Tissue microarrays containing tissues from patients with non-metastatic disease (adjacent normal and colon cancer), and from patients with metastatic disease (adjacent normal, metastatic colon cancer, and liver metastasis tissues) were processed for immunostaining using MUC13 and P-STAT5 antibodies. Representative images of (A) MUC13 and (B) P-STAT5 immunostaining are shown and quantification was done as described in experimental methods. Black, yellow and red arrow indicates membranous, cytoplasmic and nuclear MUC13 expression respectively. Bar indicates the mean, error bar indicates the SEM, * P<0.05.

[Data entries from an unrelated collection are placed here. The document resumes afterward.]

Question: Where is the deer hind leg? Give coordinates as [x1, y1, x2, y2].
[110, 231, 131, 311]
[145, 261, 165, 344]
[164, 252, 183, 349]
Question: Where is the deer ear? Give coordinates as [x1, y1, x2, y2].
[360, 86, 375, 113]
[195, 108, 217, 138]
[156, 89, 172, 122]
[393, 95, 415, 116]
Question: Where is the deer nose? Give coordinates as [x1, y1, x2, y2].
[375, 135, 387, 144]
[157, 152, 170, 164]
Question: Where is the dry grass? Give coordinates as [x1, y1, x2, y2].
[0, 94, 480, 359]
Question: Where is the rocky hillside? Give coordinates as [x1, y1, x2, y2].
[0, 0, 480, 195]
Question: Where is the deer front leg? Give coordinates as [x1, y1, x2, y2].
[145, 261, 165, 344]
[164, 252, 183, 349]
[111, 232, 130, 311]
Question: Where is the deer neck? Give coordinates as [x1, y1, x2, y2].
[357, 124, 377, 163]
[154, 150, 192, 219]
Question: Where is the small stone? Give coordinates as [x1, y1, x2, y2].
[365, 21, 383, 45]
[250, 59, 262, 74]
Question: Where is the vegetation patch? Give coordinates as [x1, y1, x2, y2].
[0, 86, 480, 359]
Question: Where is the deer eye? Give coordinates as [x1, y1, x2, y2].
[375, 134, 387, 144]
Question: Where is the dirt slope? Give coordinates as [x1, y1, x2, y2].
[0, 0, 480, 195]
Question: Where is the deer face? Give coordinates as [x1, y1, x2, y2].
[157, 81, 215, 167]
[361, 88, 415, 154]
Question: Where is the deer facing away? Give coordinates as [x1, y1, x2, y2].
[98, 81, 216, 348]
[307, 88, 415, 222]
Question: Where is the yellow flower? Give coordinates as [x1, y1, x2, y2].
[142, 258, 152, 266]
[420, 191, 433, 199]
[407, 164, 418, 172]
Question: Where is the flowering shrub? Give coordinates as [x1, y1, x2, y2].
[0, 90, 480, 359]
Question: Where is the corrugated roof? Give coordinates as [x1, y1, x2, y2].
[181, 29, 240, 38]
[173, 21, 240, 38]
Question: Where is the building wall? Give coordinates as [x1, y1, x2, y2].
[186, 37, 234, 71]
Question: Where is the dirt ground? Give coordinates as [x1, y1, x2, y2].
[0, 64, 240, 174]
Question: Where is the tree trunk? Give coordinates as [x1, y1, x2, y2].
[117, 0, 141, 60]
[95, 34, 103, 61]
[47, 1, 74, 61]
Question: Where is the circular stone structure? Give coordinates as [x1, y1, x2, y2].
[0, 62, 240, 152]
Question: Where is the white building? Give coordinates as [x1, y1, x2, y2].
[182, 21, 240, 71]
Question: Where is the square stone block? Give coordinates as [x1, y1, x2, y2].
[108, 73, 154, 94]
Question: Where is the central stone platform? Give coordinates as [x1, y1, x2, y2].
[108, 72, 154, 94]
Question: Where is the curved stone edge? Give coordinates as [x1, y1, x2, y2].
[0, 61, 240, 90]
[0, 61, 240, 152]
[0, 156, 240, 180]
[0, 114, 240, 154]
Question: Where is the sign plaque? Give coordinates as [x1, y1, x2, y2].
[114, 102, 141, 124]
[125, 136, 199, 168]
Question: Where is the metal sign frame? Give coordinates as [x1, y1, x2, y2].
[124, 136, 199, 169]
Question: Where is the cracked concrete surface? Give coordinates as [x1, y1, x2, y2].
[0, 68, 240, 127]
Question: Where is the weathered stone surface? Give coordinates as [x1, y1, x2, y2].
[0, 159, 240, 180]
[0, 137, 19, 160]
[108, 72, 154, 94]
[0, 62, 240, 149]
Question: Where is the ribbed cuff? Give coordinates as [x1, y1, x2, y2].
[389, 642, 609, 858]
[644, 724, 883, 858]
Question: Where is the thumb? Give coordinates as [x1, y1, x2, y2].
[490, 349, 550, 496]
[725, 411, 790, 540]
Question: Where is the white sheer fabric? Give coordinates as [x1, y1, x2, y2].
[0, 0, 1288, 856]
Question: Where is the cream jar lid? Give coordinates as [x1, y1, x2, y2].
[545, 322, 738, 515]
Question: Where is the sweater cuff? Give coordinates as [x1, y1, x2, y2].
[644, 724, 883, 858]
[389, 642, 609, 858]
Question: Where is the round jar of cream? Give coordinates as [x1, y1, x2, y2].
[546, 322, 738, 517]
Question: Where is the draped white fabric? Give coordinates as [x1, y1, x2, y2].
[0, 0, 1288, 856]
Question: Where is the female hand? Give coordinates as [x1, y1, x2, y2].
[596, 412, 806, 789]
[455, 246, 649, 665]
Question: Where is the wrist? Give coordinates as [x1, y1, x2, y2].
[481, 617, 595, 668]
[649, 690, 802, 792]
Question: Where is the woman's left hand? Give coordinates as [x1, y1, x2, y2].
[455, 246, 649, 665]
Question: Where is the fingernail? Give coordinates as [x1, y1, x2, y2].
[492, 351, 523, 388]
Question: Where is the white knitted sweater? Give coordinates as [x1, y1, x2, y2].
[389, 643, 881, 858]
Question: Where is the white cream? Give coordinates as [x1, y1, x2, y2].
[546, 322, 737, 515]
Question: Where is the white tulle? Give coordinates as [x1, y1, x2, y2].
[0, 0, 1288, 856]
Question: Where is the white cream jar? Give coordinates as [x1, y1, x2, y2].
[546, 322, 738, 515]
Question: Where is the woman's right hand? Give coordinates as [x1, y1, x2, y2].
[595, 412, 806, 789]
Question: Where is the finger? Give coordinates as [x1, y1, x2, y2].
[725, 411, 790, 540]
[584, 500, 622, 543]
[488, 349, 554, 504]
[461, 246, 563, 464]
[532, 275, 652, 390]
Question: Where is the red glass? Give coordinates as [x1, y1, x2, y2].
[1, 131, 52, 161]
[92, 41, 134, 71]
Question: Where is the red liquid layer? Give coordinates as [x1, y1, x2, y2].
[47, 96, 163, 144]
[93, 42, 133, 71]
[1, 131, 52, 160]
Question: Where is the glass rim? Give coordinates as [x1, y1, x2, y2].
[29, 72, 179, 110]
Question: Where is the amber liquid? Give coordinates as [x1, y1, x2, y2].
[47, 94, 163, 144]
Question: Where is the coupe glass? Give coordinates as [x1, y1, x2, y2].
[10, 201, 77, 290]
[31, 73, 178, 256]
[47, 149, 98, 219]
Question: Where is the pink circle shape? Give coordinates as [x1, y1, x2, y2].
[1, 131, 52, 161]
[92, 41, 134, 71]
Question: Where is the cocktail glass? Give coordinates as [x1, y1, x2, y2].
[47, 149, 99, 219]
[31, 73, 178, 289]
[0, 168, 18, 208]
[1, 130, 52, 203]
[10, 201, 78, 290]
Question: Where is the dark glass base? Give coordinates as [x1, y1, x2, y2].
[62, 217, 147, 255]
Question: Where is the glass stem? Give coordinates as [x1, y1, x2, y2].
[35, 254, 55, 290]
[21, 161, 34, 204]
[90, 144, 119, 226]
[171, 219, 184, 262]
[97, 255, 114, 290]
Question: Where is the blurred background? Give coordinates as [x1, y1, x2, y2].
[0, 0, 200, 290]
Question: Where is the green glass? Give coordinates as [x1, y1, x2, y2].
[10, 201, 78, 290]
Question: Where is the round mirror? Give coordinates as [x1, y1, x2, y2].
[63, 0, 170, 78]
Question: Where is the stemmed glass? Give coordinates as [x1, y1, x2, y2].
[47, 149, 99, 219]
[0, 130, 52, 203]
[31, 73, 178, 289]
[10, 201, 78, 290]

Fig. 6. Schematic representation of MUC13 regulation and associated cancer pathways influencing MUC13 induced tumorigenesis

IL6 treatment induces phosphorylation of P-JAK2 and P-STAT5. Once phosphorylated, P-STAT5 translocates from cytoplasm to nucleus where it binds to the predicted promoter of MUC13 and increases MUC13 production at RNA and protein levels. MUC13 modulates the expression of various oncogenic proteins, resulting in increased tumorigenic features such as cell growth, cell doubling time, cell migration and cell invasion.